Cream of Kale Soup

Cream of Kale Soup



Kale, or borecole, is a cousin of the wild cabbage family, a buddy to your taste buds and mother approved as part of a well balanced diet. To put it plainly, unless you have been avoiding all forms of nutrition news over the past decade, you know that Kale is the new “apple a day” and with so many good reasons why.

For starters, it is crammed with calcium. Yes calcium. On a gram to gram basis, kale’s calcium content is more bioavailable than cow’s milk (Heaney, R.P., 1990; Kamchan, A. et al., 2004). Other health superstars contained in kale include thiamin, riboflavin, folate, iron, magnesium and phosphorus. We’re not done yet. Kale is also a VERY good source of vitamin C, vitamin K, vitamin B6, potassium, copper, manganese and lutein. Lutein, which is found in dark leafy greens, is believed by scientists today to assist in the reduction of age-related blindness (Geissler, C., 2010). And holy fibre! This is what people like to refer to as a natural Gastro Intestinal scrubber. Shall we go on? Ok. It’s also a fantastic way to add some additional protein to your diet as well as simultaneously top up on antioxidants! How can you argue with any of that?

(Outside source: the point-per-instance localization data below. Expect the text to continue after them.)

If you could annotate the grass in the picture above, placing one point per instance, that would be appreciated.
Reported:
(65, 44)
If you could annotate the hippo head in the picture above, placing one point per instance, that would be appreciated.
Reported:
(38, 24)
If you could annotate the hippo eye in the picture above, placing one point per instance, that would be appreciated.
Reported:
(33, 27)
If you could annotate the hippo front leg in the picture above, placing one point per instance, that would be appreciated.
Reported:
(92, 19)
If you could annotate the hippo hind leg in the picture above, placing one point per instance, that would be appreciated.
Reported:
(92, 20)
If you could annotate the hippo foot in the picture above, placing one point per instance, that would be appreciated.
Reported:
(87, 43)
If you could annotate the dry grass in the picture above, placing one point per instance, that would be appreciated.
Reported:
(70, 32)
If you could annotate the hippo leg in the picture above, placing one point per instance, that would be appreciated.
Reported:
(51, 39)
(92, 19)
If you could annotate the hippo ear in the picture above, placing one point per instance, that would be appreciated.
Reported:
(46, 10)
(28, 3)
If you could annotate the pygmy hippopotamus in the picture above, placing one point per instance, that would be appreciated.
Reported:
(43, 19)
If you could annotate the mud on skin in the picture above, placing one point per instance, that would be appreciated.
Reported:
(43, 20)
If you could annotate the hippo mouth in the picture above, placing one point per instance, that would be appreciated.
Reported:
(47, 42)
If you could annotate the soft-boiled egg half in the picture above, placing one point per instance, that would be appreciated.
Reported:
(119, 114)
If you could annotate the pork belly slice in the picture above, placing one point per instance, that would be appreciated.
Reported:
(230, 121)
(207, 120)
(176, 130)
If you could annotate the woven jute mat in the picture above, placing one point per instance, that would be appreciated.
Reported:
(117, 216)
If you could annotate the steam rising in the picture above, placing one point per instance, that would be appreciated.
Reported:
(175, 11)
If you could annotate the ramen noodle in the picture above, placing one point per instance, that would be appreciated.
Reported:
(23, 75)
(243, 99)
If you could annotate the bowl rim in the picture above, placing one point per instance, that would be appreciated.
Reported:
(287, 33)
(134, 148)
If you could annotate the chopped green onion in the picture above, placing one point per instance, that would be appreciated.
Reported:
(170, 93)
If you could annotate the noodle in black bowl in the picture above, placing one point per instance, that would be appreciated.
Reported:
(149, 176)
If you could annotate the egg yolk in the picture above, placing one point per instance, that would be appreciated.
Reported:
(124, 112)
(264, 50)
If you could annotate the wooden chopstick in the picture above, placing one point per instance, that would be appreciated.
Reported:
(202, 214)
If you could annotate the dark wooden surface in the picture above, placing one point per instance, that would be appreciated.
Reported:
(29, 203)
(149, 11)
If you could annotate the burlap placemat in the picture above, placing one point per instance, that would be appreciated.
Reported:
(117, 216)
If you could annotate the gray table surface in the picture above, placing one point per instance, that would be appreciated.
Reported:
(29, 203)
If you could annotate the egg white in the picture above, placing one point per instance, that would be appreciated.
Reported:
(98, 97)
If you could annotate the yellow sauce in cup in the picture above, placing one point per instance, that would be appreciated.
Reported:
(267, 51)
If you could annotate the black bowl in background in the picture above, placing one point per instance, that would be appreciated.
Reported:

Now, what to do with your new found best friend? The good news is that you can literally eat it anytime of the day. “Breakfast is on” with green smoothies, savoury kale pancakes and tofu with kale scrambles; to “lunch is served” with lemony kale and lentil salad, cream of kale soup and sautéed garlic kale with your favourite veggie sandwich; to “ring the dinner bell” for kale stuffed ravioli or kale and sweet potato chili; to “snack time” with some homemade spicy kale chips! Enough said.

Kale-abunga Dudes and Dudettes.

Geissler, Catherine. Human Nutrition, 12th Edition. Churchill Livingstone, 10:2010. p. 8.
Heaney, R.P., and Weaver, C.M.. Calcium absorption from Kale. Journal of Clinical Nutrition, 52:1990. pp656-657.
Kamchan, A. et al.. In vitro calcium bioavailabity of vegetables, legumes and seeds. Journal of Food Composition and Analysis. 17:2004. pp311-320.


  • 1 tbsp oil
  • 1 large onion, diced
  • 1 leek (white parts only), diced
  • 4 garlic cloves, minced
  • 3 tbsp fresh ginger, chopped
  • 1 small head of cauliflower, greens removed, chopped
  • 1 small celeriac root, diced
  • 1 tsp ground coriander
  • 1 tsp ground cumin
  • 6 cups water
  • 5 cups kale, chopped – you can include stems here too if you’d like
  • 1 lemon juiced, seeds removed
  • 1 cup unsweetened milk alternative
  • 1 tsp sea salt
  • Black pepper to taste


Fresh cilantro (optional)


In a large stock pot over medium heat add oil. Once heated add onion, leek, garlic and ginger. Sauté until fragrant, about 3 minutes. Next add cauliflower and celeriac root and sauté for another 3 minutes. Add coriander and cumin and sauté until fragrant, about 3 minutes. Add water and stir. Allow water to come to a boil and let boil for 5 minutes. Next add kale and incorporate until it is fully wilted. Next, very carefully, either using a blender or hand immersion blender puree the soup completely. Now add lemon juice, milk, salt and pepper. Taste and adjust seasoning with salt and pepper if needed. Serve and garnish with cilantro (if using).